Design and synthetic approach to isocoumarin and isoquinoline precursors of cassiarin a as potential anti-malarial scaffolds

The emergence of drug-resistant Plasmodium falciparum underscores the need for new antimalarial agents. Cassiarin A, a chromone alkaloid from Cassia siamea, exhibits potent activity (IC₅₀ = 0.005 µg/mL), a high selectivity index, and low cytotoxicity toward mammalian cells (MCF-7), making it a valuable lead scaffold. This study focused on developing a synthetic approach to the key precursors of cassiarin A—isocoumarin and isoquinoline frameworks. The initial route comprised eleven steps, beginning with an SN2 substitution of 3,5-dimethoxybenzyl bromide using NaCN, followed by NaOH hydrolysis to the acid, esterification with methanol and H₂SO₄, Vilsmeier–Haack formylation with POCl₃ in the presence of DMF, Pinnick oxidation with NaClO₂ in the presence of NaH₂PO₄, and direct thermocondensation.

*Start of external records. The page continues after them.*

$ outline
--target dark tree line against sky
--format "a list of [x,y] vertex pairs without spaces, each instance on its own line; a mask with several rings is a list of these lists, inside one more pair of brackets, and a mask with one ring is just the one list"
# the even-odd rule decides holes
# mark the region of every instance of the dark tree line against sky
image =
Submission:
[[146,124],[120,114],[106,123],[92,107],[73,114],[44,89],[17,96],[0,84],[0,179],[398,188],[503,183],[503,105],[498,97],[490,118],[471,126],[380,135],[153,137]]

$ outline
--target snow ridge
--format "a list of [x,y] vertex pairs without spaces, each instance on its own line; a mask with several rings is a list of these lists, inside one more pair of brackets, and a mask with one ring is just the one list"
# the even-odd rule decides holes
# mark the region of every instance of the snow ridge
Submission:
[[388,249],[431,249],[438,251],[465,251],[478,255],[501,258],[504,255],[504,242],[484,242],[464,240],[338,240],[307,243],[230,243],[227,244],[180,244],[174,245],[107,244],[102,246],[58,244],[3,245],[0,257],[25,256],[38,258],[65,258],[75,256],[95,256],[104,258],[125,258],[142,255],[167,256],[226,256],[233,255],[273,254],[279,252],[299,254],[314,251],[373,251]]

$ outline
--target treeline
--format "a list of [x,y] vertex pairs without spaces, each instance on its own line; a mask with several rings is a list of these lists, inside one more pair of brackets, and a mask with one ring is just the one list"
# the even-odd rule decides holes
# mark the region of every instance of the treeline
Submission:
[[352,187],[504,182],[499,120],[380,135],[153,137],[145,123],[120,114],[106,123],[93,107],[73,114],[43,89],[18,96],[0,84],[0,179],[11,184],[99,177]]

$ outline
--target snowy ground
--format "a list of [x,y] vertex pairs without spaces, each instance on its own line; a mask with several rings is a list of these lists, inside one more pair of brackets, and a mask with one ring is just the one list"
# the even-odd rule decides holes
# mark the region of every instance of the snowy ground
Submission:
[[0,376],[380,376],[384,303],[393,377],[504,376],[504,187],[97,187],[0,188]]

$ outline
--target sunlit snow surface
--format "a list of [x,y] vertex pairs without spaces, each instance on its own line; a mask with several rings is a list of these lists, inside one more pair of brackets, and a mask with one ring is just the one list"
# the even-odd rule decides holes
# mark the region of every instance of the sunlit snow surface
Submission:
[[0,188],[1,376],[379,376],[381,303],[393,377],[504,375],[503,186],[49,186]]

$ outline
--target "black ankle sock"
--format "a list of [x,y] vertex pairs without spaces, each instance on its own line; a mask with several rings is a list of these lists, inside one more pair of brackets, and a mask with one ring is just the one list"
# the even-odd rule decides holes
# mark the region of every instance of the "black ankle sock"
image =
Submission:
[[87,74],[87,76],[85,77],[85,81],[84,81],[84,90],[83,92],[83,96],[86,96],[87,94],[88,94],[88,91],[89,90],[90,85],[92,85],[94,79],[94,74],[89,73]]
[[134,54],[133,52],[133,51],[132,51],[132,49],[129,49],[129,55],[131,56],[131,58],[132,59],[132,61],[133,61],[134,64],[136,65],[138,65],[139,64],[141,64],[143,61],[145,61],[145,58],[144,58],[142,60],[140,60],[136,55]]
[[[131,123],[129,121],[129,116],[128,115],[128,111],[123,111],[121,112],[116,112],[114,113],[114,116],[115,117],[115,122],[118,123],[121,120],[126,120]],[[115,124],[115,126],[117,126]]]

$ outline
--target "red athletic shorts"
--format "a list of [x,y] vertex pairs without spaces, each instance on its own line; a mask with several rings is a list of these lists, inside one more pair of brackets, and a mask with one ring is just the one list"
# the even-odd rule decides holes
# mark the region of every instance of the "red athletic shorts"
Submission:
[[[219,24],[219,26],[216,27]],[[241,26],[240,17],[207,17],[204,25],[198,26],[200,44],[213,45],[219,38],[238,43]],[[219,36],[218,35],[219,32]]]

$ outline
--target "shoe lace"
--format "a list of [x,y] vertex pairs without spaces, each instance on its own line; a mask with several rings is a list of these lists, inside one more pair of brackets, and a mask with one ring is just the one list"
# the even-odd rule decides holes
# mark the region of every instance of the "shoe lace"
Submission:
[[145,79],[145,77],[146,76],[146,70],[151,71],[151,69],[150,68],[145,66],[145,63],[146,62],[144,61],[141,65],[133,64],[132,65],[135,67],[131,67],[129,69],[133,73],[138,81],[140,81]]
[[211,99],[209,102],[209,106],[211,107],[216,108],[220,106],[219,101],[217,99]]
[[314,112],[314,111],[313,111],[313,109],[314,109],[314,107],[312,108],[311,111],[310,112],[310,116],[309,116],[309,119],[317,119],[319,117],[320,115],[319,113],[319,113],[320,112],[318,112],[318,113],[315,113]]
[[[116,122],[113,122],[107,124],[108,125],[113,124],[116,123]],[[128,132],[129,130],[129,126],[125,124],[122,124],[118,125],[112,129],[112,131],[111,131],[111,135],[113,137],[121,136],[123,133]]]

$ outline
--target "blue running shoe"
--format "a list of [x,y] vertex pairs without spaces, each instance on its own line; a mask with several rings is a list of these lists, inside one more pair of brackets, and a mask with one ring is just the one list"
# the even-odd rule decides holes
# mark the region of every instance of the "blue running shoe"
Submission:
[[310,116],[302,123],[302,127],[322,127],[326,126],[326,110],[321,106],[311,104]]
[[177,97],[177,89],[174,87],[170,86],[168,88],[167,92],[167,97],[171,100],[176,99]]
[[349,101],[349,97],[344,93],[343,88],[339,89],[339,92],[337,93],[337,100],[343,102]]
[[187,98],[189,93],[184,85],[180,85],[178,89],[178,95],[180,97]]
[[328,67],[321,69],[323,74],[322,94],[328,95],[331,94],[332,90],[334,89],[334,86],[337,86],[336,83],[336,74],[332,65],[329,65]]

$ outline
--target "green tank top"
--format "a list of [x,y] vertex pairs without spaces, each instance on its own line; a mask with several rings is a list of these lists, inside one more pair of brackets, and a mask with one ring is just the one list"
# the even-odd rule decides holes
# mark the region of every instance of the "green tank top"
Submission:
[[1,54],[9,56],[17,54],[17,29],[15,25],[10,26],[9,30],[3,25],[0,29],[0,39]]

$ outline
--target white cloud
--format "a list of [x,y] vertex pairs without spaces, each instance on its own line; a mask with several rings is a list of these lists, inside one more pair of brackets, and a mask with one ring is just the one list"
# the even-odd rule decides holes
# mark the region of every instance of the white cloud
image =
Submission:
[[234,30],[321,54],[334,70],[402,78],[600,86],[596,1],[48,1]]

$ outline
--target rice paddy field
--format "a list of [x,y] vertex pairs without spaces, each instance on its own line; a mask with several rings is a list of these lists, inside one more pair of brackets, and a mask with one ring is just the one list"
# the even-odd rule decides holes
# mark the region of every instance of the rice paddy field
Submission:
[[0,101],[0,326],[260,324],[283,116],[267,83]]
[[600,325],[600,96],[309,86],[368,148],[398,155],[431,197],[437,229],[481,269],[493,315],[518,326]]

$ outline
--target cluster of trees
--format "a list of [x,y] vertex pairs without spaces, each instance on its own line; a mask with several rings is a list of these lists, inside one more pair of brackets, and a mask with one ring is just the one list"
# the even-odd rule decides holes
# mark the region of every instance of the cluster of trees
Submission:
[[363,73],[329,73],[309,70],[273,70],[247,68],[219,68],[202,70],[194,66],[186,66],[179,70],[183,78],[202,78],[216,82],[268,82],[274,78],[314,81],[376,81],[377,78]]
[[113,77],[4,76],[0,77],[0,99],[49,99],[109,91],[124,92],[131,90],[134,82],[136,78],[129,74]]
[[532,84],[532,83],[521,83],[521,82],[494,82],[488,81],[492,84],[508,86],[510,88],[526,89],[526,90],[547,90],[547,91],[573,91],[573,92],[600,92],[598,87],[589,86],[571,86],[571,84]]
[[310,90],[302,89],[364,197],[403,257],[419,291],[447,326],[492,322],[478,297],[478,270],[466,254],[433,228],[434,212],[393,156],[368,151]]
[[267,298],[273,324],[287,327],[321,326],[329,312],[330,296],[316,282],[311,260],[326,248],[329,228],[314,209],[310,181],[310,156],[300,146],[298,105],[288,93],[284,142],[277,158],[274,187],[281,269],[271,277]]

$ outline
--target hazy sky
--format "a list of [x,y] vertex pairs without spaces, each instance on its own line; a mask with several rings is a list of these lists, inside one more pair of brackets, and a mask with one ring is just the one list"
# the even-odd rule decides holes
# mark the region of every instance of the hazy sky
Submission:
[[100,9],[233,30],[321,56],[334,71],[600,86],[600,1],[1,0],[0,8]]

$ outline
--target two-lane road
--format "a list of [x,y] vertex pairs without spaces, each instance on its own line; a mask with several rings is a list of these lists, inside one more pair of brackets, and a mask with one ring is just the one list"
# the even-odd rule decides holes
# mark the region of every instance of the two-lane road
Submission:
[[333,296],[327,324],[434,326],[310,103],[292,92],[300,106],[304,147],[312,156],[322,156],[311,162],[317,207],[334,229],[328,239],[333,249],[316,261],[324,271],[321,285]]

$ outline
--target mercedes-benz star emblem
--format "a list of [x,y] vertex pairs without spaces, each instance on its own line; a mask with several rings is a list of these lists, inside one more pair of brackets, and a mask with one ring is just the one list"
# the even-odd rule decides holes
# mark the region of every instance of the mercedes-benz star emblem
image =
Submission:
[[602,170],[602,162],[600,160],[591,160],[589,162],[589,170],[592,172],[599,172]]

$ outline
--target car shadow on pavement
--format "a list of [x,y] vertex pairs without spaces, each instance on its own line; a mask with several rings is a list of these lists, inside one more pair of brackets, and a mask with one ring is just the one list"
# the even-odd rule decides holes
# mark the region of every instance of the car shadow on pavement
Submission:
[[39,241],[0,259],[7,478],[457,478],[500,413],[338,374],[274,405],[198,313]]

This pathway was discontinued when the thermocondensation failed to yield the isocoumarin scaffold. A revised five-step sequence was then established: oxidative coupling of 3,5- dimethoxybenzoic acid with terminal alkynes reacted with iridium-catalyst (Cp*IrCl2)2, aminolysis with formamide, triflation with triflic anhydride and DIPEA, Sonogashira coupling catalyzed by Pd(PPh₃)₂Cl₂ and CuI, and final cyclization. Metal-catalyst assistance proved essential, enabling successful transformations and affording both isocoumarin and isoquinoline derivatives in an overall yield of 20%. This work achieved its objectives by delivering and characterizing the essential precursors of cassiarin A, thus laying the groundwork for further optimization of catalyst systems in coupling and cyclization toward the complete synthesis of its tricyclic skeleton.